Give War a Chance: Eyewitness Accounts of Mankind’s Struggle against Tyranny, Injustice, and Alcohol-Free Beer, P.J. O’Rourke. Atlantic Monthly Press, 223 pages, $20.95.
1992, World
P.J. O’Rourke is a missionary of sorts. No, he does not translate Scripture passages for native tribes that pierced their noses long before it became the trend in New York City. Instead, he is a conservative political humorist who writes for a magazine that proudly endorsed Jerry Brown for president. How’s that for a mission field?
O’Rourke’s message is common-sense and hilarious conservatism. His goal is to save as many people from the evil and nutty clutches of liberalism before they are able to slap “Visualize World Peace” bumperstickers on to their Volvos. His parish is the very liberal Rolling Stone magazine where he is the “Foreign Affairs Desk Chief,” which is as hard to imagine as Gloria Steinem playing with Barbie dolls.
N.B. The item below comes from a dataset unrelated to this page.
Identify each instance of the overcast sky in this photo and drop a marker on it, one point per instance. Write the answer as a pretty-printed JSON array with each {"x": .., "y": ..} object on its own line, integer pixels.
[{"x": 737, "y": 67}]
O’Rourke is a former leftist who not only saw the political light, he scorched his eyebrows. As such, he lampoons and ridicules liberalism with the same tenacity that a former drunk would denounce alcohol. O’Rourke, however, is much funnier than any reformed whiskey swigger:
“Now, liberals are people I had been accustomed to thinking of as daffy, not villainous. Getting their toes caught in their sandal straps, bumping their heads on wind chimes – how much trouble could they cause, even in a full-blown cultural-diversity frenzy? … But every iniquity in this book is traceable to bad thinking or bad government. And liberals have been vigorous cheerleaders for both.”
As is his forte, O’Rourke is a first-class world traveler with a radar for trouble, bedlam, and panic. While Swiss tourists are crowding the beaches along the Adriatic Sea, he is packing his bags for Moscow, Managua, and other dens of dysfunctional communism.
He also delivers the most uproarious play-by-play of the world’s war with Saddam Hussein. O’Rourke worked with ABC Radio and almost blew himself to smithereens by investigating a booby-trapped box in Kuwait City.
In another chapter he explains his conversion from 1960s Maoist to modern-day gonzo-Republican: “I like to think of my behavior in the sixties as a `learning experience.’ Then again, I like to think of anything stupid I’ve done as a `learning experience.’”
Of course, it would not be an O’Rourke literary treat if we did not have some good old noogies delivered to some of our very own loathsome and pesky liberals: Dr. Ruth, the “We Are the World” gang and, of course, the entire Kennedy clan.
Unlike some conservatives who simply bellyache about the Dan Rathers in our midst, O’Rourke has proposed that we institute a new McCarthyism for liberals, complete with Vice President Dan Quayle as our tailgunner. This time, he suggests, we should hang on their every liberal word, lavishing them with unearned attention all the while “writing articles about their wonderful swellness.” Thereby we would subject them to that odious punishment of Media Overexposure, granting them the moral legitimacy of, say, the New Kids on the Block.
Give War A Chance offers good news and bad news. The bad news is that most of the hilarious chapters have appeared in various magazines prior to the book’s publication. The good news is that it is all worth reading a second time.
Steve Beard is the curator of Thunderstruck Media.